YAOUNDE, Cameroon, June 26, 2019/APO: Central African countries were recently urged to align their external trade data classification system, with the 2017 World Customs Organization’s Harmonized System (HS17) for clearly identifying products which will be categorized as ‘free,’ ‘sensitive,’ and ‘excluded,’ within the African Continental Free Trade Area (AfCFTA) regime.
The call was made by experts from the Sub-regional Office for Central Africa of the UN Economic Commission for Africa (ECA), others from the ECCAS General Secretariat and the CEMAC Commission, and representatives from 11 countries that straddle these economic communities, during the first meeting of the Boosting Intra-African Trade (BIAT) Regional Taskforce for Central Africa, held in Douala, Cameroon.
The experts examined and validated a list of 379 products termed sensitive (7% of tradable products as per the HS17), 172 products considered excluded (3% of tradable products) and rest of products termed free (90% of tradable products), to be presented to the next African Continental Free trade Area (AfCFTA) negotiating rounds, as the consensual taxonomy for free and restricted items to be traded in Central Africa.
According to the experts, with the fast-approaching operationalization of the AfCFTA, Central African States, just like countries belonging to other regional economic communities, needed to carefully consider totally shielding certain goods and partially protecting others from free trade as part measures towards maintaining a certain level of stability in fiscal income, food security and the promotion of industrialization.
Examples of excluded goods proposed are meat, fish and cocoa; while some goods considered sensitive include live poultry, crude palm oil and milk.

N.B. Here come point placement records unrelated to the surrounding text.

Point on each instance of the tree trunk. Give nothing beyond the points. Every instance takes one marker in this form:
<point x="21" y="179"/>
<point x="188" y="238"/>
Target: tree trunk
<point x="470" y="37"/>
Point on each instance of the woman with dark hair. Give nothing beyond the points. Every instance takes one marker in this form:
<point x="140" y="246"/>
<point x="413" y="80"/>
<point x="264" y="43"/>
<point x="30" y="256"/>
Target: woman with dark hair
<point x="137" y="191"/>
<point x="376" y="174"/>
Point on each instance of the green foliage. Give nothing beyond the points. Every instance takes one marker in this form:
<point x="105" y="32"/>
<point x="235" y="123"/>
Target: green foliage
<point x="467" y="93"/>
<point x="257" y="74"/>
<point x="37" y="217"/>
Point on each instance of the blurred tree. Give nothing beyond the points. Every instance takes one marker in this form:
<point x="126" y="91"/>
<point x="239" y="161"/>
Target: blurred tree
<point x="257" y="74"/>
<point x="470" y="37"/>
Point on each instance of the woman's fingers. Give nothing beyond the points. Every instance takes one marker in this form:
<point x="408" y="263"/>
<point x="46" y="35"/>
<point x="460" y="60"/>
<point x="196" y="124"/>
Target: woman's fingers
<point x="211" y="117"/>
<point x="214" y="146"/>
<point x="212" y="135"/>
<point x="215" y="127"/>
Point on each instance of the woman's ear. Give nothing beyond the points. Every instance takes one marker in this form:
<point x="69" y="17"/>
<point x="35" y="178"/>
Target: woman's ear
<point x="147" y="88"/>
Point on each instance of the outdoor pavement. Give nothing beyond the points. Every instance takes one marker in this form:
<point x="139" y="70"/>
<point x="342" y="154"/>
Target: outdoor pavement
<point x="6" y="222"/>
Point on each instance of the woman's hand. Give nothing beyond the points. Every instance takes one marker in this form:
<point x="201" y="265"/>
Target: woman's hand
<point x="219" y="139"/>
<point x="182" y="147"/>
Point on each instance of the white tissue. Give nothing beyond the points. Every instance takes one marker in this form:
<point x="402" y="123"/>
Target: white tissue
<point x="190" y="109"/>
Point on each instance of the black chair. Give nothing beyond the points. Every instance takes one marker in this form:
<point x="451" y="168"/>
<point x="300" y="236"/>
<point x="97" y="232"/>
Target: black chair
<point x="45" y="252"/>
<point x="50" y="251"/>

The meeting noted that the situation is complex for Central Africa, given that many countries in the sub-region have based their inventory of free, sensitive and excluded goods on a template called HS12 (The 2012 World Customs Organization’s Harmonized System) which is no longer in force as per the latest advice of the African Union Ministers of Trade. The trade ministers recommend that product categorization must be based on the template code-named HS17, hinged on their external trade records from 2015 to 2017.

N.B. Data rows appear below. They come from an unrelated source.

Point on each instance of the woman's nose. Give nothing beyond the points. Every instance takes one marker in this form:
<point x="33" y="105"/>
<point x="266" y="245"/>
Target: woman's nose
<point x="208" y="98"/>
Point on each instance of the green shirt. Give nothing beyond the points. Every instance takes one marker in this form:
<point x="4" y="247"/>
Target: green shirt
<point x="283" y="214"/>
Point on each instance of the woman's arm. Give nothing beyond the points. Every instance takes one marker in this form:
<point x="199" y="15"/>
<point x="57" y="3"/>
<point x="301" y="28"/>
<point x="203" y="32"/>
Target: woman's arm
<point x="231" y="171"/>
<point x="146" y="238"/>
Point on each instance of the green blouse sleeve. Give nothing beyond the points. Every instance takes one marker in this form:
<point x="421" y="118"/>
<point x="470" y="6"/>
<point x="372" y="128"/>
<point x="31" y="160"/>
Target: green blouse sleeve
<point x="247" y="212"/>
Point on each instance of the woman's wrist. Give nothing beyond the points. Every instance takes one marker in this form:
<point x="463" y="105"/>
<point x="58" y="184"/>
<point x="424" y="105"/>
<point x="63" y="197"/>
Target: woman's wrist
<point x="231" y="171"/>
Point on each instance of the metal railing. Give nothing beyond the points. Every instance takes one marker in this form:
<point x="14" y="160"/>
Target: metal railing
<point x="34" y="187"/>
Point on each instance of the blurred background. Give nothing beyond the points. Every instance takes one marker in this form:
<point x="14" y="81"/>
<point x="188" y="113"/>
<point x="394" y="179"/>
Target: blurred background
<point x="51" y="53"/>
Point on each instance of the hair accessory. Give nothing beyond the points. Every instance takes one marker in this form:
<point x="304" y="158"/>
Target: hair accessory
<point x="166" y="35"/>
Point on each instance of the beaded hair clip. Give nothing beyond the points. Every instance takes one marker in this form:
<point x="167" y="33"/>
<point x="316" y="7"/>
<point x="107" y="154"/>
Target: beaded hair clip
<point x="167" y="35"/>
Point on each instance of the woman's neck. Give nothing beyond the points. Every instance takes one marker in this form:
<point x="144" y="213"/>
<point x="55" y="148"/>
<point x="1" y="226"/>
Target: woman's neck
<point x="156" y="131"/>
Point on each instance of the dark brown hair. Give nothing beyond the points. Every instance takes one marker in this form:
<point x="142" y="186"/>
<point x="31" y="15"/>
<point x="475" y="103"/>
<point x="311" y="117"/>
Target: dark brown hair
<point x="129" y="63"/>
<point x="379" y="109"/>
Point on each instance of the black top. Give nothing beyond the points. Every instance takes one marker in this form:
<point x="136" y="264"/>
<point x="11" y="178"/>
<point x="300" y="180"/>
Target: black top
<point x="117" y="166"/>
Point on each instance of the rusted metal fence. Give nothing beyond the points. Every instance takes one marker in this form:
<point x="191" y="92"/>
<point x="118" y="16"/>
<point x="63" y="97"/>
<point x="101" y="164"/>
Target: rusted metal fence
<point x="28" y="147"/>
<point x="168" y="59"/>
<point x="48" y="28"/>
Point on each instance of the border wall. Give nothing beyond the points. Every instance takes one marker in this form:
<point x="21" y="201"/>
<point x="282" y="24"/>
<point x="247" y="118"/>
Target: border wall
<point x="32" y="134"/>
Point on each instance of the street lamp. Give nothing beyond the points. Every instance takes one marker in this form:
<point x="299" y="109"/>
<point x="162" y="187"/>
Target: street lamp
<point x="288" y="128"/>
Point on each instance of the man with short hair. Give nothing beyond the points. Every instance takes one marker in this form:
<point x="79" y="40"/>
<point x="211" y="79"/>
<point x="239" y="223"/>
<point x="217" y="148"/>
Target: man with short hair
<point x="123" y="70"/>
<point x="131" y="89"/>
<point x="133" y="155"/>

Work is going on in several quarters for updated data on this dossier to be available for review during the technical meetings of the 12th Extraordinary Summit dedicated to the AfCFTA on 7 July 2019 in Niamey, Niger.

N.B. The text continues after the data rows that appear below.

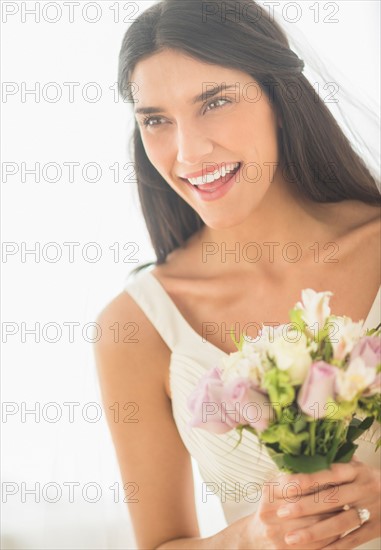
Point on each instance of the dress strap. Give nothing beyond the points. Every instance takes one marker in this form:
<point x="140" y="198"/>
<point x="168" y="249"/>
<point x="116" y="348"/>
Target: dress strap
<point x="161" y="311"/>
<point x="374" y="316"/>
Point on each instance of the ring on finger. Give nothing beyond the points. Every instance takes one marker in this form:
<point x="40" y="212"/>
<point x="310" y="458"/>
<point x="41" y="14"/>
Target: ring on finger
<point x="363" y="515"/>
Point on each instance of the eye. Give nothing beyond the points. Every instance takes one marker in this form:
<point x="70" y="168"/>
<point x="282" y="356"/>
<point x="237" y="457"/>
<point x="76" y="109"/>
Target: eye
<point x="150" y="121"/>
<point x="217" y="104"/>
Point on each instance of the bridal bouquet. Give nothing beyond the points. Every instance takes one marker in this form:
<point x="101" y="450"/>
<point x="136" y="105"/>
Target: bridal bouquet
<point x="307" y="389"/>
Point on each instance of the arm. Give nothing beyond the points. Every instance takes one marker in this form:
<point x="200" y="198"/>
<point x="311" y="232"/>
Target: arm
<point x="150" y="452"/>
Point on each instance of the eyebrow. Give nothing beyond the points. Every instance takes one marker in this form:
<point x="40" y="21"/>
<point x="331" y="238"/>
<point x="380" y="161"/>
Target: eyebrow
<point x="207" y="94"/>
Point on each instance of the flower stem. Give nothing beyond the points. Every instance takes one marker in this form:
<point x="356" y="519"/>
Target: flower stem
<point x="312" y="438"/>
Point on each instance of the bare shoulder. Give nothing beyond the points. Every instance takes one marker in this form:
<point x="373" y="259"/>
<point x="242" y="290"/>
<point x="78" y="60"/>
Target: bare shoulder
<point x="362" y="223"/>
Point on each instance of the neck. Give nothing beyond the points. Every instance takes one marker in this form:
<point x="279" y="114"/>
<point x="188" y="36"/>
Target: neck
<point x="280" y="219"/>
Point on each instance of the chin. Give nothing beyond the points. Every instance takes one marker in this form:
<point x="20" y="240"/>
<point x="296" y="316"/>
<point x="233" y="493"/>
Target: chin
<point x="221" y="223"/>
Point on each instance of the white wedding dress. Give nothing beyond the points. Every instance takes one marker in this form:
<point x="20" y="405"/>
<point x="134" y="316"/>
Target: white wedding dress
<point x="235" y="475"/>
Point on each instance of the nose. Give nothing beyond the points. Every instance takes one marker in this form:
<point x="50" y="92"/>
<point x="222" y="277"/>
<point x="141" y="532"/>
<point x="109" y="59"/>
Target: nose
<point x="192" y="144"/>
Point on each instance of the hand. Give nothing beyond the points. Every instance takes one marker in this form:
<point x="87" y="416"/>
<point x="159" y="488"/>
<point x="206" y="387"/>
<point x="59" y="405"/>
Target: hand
<point x="265" y="529"/>
<point x="356" y="485"/>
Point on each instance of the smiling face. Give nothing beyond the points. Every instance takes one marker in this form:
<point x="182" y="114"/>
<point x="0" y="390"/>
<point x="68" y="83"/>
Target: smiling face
<point x="210" y="132"/>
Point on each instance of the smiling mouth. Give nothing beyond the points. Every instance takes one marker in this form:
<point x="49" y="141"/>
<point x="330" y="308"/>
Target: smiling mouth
<point x="211" y="181"/>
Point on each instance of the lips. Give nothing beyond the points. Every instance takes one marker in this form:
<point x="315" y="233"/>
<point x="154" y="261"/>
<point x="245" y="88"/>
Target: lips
<point x="212" y="191"/>
<point x="212" y="178"/>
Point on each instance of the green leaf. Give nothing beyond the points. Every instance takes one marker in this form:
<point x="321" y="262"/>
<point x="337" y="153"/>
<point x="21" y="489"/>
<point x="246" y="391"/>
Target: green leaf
<point x="299" y="425"/>
<point x="366" y="423"/>
<point x="238" y="343"/>
<point x="345" y="452"/>
<point x="306" y="464"/>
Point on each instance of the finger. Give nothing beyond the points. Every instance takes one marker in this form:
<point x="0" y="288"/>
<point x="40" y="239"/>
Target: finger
<point x="329" y="501"/>
<point x="337" y="526"/>
<point x="353" y="539"/>
<point x="303" y="484"/>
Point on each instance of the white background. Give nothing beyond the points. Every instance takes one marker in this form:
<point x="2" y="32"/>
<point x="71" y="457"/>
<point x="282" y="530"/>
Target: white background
<point x="34" y="448"/>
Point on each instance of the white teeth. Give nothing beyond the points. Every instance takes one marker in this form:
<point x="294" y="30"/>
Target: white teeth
<point x="210" y="178"/>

Due to tight deadlines, the Douala meeting advised that CEMAC member States (who are also members of ECCAS) having the same tariff regime, to propose a collective list of products while the other countries belonging exclusively to ECCAS, present their bids of product categorization, individually, in the meantime.
While, underscoring the importance of BIAT to facilitate the project of an African common market through seven practical pillars, and congratulating countries of the Central African sub-region on elaborating the BIAT plan of action and constituting a taskforce for following it up, the ECCAS Deputy Secretary General in charge of Physical, Economic and Monetary Integration, Ms. Marie Therese Chantal Mfoula, reminded member States that rolling out the AfCFTA was the ultimate trophy in sight, hence the need for all countries in the sub-region to ratify its framework agreement.